Contract and capital

Unlike LLCs and JSCs, a charter is not required to establish an organization. That is, a full partnership agreement is the only document that is needed to register a business of the corresponding type. The shares of each partner in the contributed capital are prescribed in the memorandum of association. It also fixes provisions that reflect the specifics of joint business, the rights and obligations of each of the participants, the procedure for distributing proceeds, etc.

The capital of a general partnership is divided in proportions, which, as we noted above, are determined in the memorandum of association. As a rule, the proportions that are set at the level of distribution of shares determine the subsequent formula for personification of the organization's revenues and losses, but other principles may be reflected in the agreement.

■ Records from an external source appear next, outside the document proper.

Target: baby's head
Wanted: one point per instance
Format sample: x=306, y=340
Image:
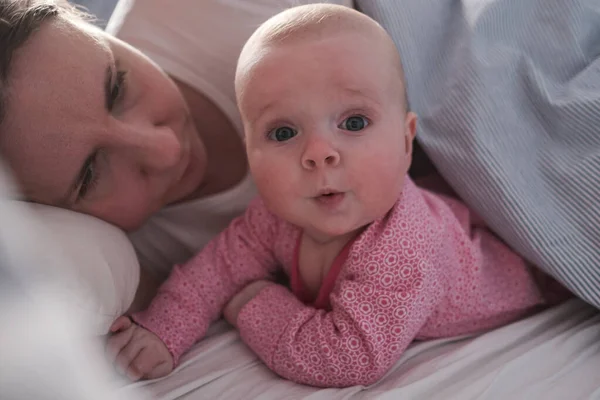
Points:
x=321, y=94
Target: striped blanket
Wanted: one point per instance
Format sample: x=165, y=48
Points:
x=508, y=94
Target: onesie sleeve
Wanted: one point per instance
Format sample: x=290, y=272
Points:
x=196, y=292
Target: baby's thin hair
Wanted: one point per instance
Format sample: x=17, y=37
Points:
x=312, y=21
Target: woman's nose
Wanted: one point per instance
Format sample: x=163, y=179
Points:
x=319, y=153
x=154, y=148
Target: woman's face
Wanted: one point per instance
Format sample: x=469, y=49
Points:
x=94, y=126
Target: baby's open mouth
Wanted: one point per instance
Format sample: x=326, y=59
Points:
x=330, y=198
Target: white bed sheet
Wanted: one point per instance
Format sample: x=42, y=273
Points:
x=551, y=355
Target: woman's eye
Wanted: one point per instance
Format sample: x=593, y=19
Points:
x=117, y=90
x=354, y=123
x=282, y=134
x=89, y=178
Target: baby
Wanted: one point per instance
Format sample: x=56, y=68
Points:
x=374, y=261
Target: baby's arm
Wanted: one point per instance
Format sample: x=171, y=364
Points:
x=197, y=291
x=373, y=320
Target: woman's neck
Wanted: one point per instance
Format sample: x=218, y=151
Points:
x=226, y=156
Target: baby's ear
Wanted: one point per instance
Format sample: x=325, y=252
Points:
x=410, y=130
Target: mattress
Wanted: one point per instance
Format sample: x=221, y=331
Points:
x=551, y=355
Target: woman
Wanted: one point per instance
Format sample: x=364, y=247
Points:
x=115, y=137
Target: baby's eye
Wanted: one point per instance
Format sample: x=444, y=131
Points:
x=354, y=123
x=282, y=134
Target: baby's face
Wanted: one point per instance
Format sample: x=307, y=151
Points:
x=327, y=136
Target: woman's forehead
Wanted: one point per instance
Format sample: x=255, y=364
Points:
x=55, y=95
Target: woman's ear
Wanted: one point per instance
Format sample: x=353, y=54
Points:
x=410, y=130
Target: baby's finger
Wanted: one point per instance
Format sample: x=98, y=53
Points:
x=162, y=369
x=145, y=364
x=128, y=354
x=117, y=342
x=121, y=323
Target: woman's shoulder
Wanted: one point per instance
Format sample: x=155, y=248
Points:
x=176, y=233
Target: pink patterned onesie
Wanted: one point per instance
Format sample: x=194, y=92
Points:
x=425, y=270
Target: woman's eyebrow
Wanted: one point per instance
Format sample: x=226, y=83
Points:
x=76, y=181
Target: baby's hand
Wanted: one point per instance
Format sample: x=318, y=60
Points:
x=137, y=352
x=233, y=308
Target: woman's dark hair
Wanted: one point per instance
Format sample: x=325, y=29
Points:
x=19, y=19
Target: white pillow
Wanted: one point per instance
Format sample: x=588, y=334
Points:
x=89, y=263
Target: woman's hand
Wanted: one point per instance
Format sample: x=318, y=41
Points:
x=233, y=308
x=137, y=352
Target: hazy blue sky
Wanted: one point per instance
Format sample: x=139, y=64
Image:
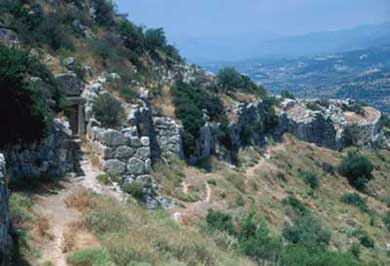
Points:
x=183, y=19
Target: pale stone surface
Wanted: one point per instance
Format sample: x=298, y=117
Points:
x=135, y=166
x=114, y=167
x=124, y=152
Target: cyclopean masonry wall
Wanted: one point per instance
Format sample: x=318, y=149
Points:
x=330, y=123
x=54, y=156
x=126, y=156
x=5, y=228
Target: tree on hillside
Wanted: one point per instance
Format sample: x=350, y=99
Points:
x=229, y=80
x=25, y=105
x=357, y=169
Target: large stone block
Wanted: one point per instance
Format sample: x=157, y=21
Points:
x=124, y=152
x=71, y=84
x=135, y=166
x=111, y=138
x=143, y=153
x=114, y=167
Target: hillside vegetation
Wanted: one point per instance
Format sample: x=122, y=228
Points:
x=286, y=203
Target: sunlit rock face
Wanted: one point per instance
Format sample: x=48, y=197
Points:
x=334, y=124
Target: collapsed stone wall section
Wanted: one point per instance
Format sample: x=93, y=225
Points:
x=54, y=156
x=327, y=126
x=126, y=156
x=169, y=135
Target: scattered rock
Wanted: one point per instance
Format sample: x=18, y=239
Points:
x=114, y=167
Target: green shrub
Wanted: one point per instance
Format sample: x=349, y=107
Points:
x=387, y=201
x=261, y=245
x=220, y=221
x=386, y=220
x=135, y=189
x=108, y=111
x=366, y=240
x=132, y=36
x=229, y=80
x=189, y=102
x=355, y=200
x=88, y=257
x=104, y=220
x=104, y=179
x=188, y=197
x=24, y=104
x=104, y=12
x=297, y=255
x=357, y=169
x=20, y=206
x=35, y=28
x=48, y=263
x=296, y=205
x=355, y=250
x=119, y=249
x=311, y=179
x=306, y=230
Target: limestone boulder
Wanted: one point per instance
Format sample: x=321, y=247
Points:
x=135, y=166
x=111, y=138
x=114, y=167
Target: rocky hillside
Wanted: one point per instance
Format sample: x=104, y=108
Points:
x=156, y=162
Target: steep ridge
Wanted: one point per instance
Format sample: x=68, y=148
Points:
x=159, y=134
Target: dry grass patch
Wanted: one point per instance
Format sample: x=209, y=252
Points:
x=131, y=233
x=42, y=226
x=81, y=200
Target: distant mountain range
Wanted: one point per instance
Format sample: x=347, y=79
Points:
x=265, y=45
x=363, y=75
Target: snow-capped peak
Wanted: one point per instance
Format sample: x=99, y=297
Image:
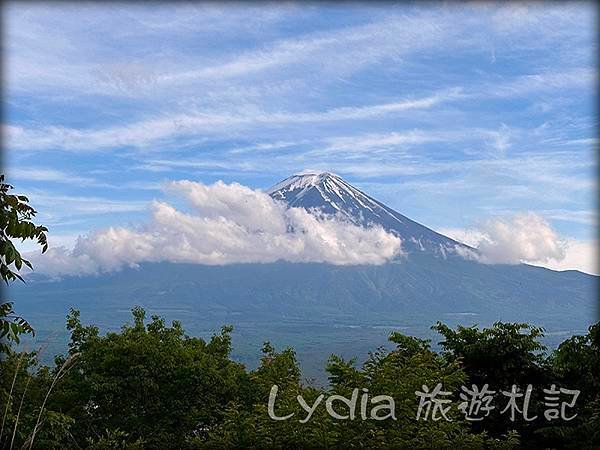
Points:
x=330, y=194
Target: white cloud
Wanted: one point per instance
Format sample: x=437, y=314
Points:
x=153, y=131
x=526, y=238
x=228, y=223
x=579, y=255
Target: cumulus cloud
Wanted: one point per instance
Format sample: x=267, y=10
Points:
x=225, y=224
x=526, y=238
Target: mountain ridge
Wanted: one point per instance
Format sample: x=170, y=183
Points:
x=331, y=194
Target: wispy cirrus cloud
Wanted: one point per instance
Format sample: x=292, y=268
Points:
x=153, y=131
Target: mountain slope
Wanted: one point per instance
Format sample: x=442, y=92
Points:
x=332, y=195
x=321, y=309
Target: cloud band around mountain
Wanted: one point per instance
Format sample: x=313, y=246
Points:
x=224, y=224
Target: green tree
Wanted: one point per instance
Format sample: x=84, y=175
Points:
x=148, y=383
x=15, y=223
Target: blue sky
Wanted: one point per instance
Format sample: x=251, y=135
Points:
x=449, y=113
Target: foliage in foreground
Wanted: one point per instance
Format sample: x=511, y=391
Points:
x=151, y=386
x=15, y=224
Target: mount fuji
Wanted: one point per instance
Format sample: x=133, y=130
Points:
x=330, y=194
x=319, y=308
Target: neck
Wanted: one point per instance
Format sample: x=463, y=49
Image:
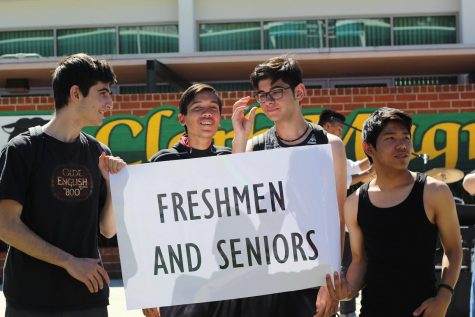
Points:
x=389, y=179
x=199, y=143
x=63, y=127
x=292, y=129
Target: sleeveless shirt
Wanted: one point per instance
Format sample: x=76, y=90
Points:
x=400, y=244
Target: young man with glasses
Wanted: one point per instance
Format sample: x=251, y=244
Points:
x=280, y=90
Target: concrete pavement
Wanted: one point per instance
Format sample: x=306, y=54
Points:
x=116, y=301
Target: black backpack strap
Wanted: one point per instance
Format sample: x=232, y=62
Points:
x=36, y=130
x=258, y=142
x=93, y=140
x=37, y=144
x=320, y=134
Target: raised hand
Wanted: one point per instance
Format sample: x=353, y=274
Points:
x=151, y=312
x=326, y=306
x=342, y=289
x=110, y=164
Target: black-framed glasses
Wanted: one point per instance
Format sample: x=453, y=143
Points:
x=272, y=95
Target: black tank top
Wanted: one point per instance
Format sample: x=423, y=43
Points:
x=400, y=244
x=268, y=140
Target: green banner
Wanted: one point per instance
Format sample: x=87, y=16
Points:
x=448, y=139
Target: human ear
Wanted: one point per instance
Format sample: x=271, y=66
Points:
x=181, y=119
x=74, y=92
x=299, y=92
x=368, y=149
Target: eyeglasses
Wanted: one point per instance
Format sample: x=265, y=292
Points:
x=273, y=95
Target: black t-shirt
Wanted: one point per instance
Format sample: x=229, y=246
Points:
x=212, y=309
x=62, y=193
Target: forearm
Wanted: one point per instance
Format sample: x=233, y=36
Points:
x=239, y=144
x=107, y=219
x=355, y=276
x=451, y=264
x=363, y=177
x=18, y=235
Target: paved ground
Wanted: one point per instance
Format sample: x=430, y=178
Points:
x=116, y=299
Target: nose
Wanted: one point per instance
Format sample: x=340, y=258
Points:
x=109, y=103
x=402, y=145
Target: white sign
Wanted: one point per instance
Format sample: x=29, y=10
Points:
x=226, y=227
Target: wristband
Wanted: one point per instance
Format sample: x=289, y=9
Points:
x=450, y=288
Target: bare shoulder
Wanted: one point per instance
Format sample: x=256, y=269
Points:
x=437, y=194
x=435, y=187
x=351, y=203
x=334, y=140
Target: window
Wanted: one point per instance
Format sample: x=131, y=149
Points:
x=93, y=41
x=230, y=36
x=424, y=30
x=294, y=34
x=148, y=39
x=37, y=42
x=359, y=32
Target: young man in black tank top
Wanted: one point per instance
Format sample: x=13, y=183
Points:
x=200, y=114
x=279, y=86
x=393, y=223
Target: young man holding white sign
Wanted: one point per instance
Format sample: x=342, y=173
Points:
x=393, y=223
x=279, y=91
x=200, y=114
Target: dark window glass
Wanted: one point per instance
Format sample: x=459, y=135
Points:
x=230, y=36
x=31, y=42
x=425, y=30
x=93, y=41
x=294, y=34
x=359, y=32
x=148, y=39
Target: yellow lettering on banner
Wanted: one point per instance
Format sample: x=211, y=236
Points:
x=312, y=117
x=222, y=136
x=175, y=140
x=450, y=150
x=470, y=128
x=357, y=123
x=153, y=131
x=104, y=132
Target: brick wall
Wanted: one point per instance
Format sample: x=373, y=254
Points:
x=414, y=100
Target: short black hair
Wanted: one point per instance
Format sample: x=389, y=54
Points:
x=331, y=116
x=283, y=68
x=373, y=126
x=191, y=92
x=81, y=70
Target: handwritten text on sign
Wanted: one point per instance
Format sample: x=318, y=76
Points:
x=226, y=227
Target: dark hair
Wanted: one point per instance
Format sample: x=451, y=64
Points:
x=191, y=92
x=283, y=68
x=330, y=116
x=373, y=126
x=81, y=70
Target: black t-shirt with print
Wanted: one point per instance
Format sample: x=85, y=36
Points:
x=62, y=193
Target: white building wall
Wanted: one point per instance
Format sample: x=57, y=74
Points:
x=18, y=14
x=223, y=10
x=467, y=21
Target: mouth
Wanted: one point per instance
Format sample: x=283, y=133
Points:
x=401, y=155
x=206, y=122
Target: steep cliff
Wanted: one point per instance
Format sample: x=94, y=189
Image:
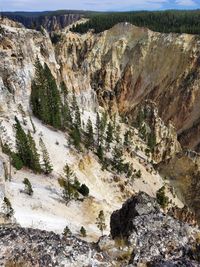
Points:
x=51, y=21
x=126, y=65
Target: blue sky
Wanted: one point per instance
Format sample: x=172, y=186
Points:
x=104, y=5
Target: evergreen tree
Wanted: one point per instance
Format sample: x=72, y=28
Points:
x=68, y=183
x=22, y=144
x=76, y=136
x=162, y=199
x=28, y=187
x=34, y=163
x=83, y=232
x=89, y=135
x=32, y=124
x=127, y=141
x=23, y=114
x=45, y=96
x=47, y=166
x=151, y=141
x=117, y=134
x=67, y=231
x=109, y=135
x=103, y=124
x=98, y=128
x=76, y=111
x=7, y=208
x=118, y=162
x=100, y=152
x=54, y=101
x=100, y=222
x=26, y=148
x=84, y=190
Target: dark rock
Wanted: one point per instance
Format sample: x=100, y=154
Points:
x=121, y=220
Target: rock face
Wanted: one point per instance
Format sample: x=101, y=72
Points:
x=28, y=247
x=49, y=22
x=152, y=235
x=121, y=220
x=184, y=170
x=161, y=137
x=126, y=65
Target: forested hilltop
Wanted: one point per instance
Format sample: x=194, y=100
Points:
x=160, y=21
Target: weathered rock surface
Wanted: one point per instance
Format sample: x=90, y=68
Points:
x=49, y=22
x=28, y=247
x=153, y=235
x=184, y=171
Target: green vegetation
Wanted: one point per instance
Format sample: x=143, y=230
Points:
x=45, y=97
x=26, y=149
x=71, y=186
x=100, y=222
x=162, y=199
x=84, y=190
x=67, y=231
x=28, y=187
x=83, y=232
x=46, y=165
x=7, y=208
x=160, y=21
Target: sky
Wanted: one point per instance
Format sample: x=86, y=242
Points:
x=100, y=5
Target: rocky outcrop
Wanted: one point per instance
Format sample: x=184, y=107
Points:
x=27, y=247
x=183, y=171
x=160, y=137
x=127, y=65
x=51, y=22
x=153, y=235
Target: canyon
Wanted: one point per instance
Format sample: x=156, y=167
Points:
x=125, y=71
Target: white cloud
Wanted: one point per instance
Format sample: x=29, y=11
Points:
x=185, y=3
x=31, y=5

Each of the founders must fulfill at least half of their obligations to form an appropriate corporate financial fund by the time the organization is registered. The rest - within the terms, which are determined by the contract. If one of the partners does not contribute his share of the contributed capital on time, he will be obliged to pay penalty interest. An economic general partnership can be established not only by individuals, but also by organizations.

The structure of the memorandum of association

Consider the features of the structure of the memorandum of association for partnerships. What provisions should be present in it?

A typical relevant agreement may include the following clauses:

  • the official name of the organization;
  • address of the location of the company;
  • the procedure for managing the business of the partnership;
  • conditions relating to the size and structure of the organization's pooled capital;
  • information on the size and methods of changing the shares of general partners in the capital of the organization;
  • conditions reflecting the size, structure, timing, as well as the procedure for making additional investments by general partners and mechanisms of responsibility for refusal to comply with the relevant instructions;
  • information on the aggregate amount of investment contributions to the business.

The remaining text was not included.